22 entreprises autrichiennes à Alger
En effet, conduite par le ministre fédéral autrichien de l’Économie, de l’Énergie et du Tourisme, Wolfgang Hattmannsdorfer, la délégation réunira 22 entreprises autrichiennes. La mission sera également dirigée par Jochen Danninger, secrétaire général de la Chambre économique fédérale autrichienne.
Cette initiative s’inscrit dans une mission économique couvrant également la Tunisie. Elle doit permettre aux opérateurs autrichiens de mieux cerner les opportunités offertes par les marchés nord-africains et de nouer des contacts directs avec leurs homologues locaux.
À travers Advantage Austria, la WKÖ entend notamment faciliter les mises en relation entre entreprises autrichiennes et partenaires étrangers, avec l’objectif de déboucher sur des coopérations commerciales et industrielles concrètes.
L’industrie et l’investissement au cœur des discussions
Le choix de l’Algérie intervient alors que le pays multiplie les projets dans les infrastructures, l’industrie et les secteurs liés à la transition énergétique.
Pour les entreprises autrichiennes, le marché algérien présente ainsi des perspectives dans plusieurs domaines à forte valeur ajoutée. La coopération existante constitue également un point d’appui : selon les données communiquées dans le cadre de la mission, plus de 500 entreprises autrichiennes entretiennent déjà des relations d’affaires avec des opérateurs algériens.
Cette présence concerne notamment l’ingénierie, l’agroalimentaire, le secteur ferroviaire, l’industrie pharmaceutique ainsi que différents segments de la production industrielle.
La prochaine mission devrait chercher à aller au-delà des échanges commerciaux classiques, en mettant davantage l’accent sur l’investissement, les partenariats industriels, la sous-traitance et le transfert de technologies.
Des rencontres B2B pour faire émerger des projets
Le programme prévoit plusieurs formats de rencontres entre les représentants des deux pays. Des forums économiques, réunions B2B, échanges institutionnels, visites d’entreprises et événements de réseautage doivent permettre aux opérateurs d’identifier des projets communs.
L’objectif sera notamment de rapprocher l’offre technologique et industrielle autrichienne des besoins du marché algérien, mais aussi d’identifier des possibilités de production locale et de coopération à long terme.
Les entreprises algériennes auront, de leur côté, l’occasion de présenter leurs projets et de rechercher des partenaires autrichiens dans des secteurs nécessitant des compétences technologiques ou industrielles spécialisées.
L’hydrogène vert, nouvelle frontière de la coopération
La transition énergétique devrait également occuper une place importante dans les discussions. L’Algérie, l’Autriche, l’Allemagne, l’Italie et la Tunisie sont en effet associées au SoutH2 Corridor, projet visant à établir une chaîne de transport d’hydrogène renouvelable entre l’Afrique du Nord et plusieurs pôles industriels européens.
Pour Alger, ce projet représente une opportunité de valoriser son potentiel en énergies renouvelables et de se positionner progressivement dans les nouvelles chaînes de valeur énergétiques européennes.

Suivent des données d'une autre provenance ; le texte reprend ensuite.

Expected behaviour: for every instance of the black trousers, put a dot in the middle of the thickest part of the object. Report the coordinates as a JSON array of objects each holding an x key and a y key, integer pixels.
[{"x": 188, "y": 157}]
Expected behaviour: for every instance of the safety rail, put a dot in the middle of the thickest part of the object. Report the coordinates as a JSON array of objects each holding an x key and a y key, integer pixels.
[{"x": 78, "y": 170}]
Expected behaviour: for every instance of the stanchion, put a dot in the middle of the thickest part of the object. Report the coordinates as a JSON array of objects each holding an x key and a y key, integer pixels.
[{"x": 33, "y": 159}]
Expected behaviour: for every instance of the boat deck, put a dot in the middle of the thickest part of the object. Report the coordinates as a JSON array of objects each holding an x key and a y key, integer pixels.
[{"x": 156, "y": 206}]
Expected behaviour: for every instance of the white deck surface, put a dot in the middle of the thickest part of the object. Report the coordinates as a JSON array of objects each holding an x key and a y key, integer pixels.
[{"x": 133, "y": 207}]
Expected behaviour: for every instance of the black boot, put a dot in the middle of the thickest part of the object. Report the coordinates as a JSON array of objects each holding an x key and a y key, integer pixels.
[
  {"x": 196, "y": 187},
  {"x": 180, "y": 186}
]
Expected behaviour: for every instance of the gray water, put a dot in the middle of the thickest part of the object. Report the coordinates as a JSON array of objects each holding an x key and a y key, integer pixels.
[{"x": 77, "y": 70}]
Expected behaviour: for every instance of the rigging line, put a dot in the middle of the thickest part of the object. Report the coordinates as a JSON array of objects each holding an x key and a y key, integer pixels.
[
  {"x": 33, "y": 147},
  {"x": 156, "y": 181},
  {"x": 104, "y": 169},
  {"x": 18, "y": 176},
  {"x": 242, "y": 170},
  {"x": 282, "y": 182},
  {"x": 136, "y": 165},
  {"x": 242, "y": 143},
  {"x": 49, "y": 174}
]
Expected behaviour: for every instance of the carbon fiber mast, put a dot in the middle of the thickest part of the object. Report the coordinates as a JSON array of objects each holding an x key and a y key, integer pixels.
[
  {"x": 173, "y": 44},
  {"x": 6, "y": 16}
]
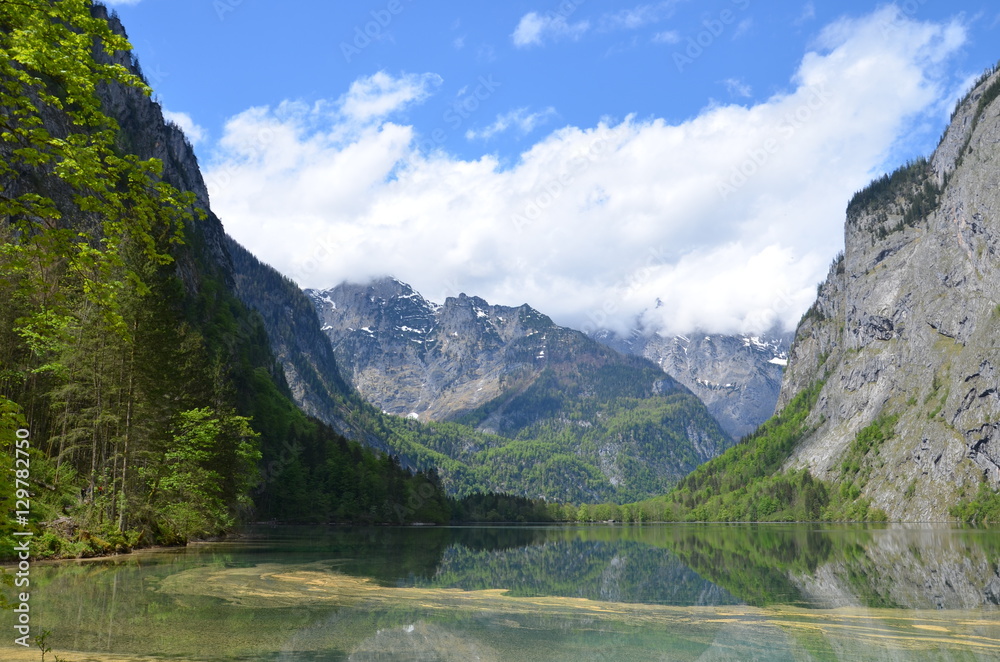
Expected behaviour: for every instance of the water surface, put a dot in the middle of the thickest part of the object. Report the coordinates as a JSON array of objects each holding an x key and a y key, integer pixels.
[{"x": 653, "y": 592}]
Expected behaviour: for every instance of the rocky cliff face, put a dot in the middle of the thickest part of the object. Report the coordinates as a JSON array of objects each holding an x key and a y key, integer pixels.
[
  {"x": 906, "y": 325},
  {"x": 738, "y": 377},
  {"x": 572, "y": 418},
  {"x": 433, "y": 362}
]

La perspective d’une coopération renforcée avec l’Autriche intervient ainsi dans un contexte où les questions liées à l’hydrogène vert, aux infrastructures énergétiques et aux technologies environnementales prennent une importance croissante dans les relations euro-algériennes.
Une dynamique européenne qui s’accélère
La venue de la délégation autrichienne intervient par ailleurs après plusieurs initiatives visant à renforcer les relations économiques entre l’Algérie et ses partenaires européens.
Avec cette mission, Vienne cherche à consolider sa présence en Algérie et à offrir à ses entreprises de nouvelles possibilités de coopération. Pour Alger, l’enjeu consiste à attirer davantage de partenaires capables d’apporter des technologies, des investissements et une expertise susceptibles d’accompagner le développement de nouveaux projets industriels.
La mission des 30 septembre au 2 octobre pourrait ainsi constituer une nouvelle étape dans le rapprochement économique entre les deux pays, avec une ambition désormais clairement affichée : transformer les contacts entre entreprises en partenariats et projets concrets.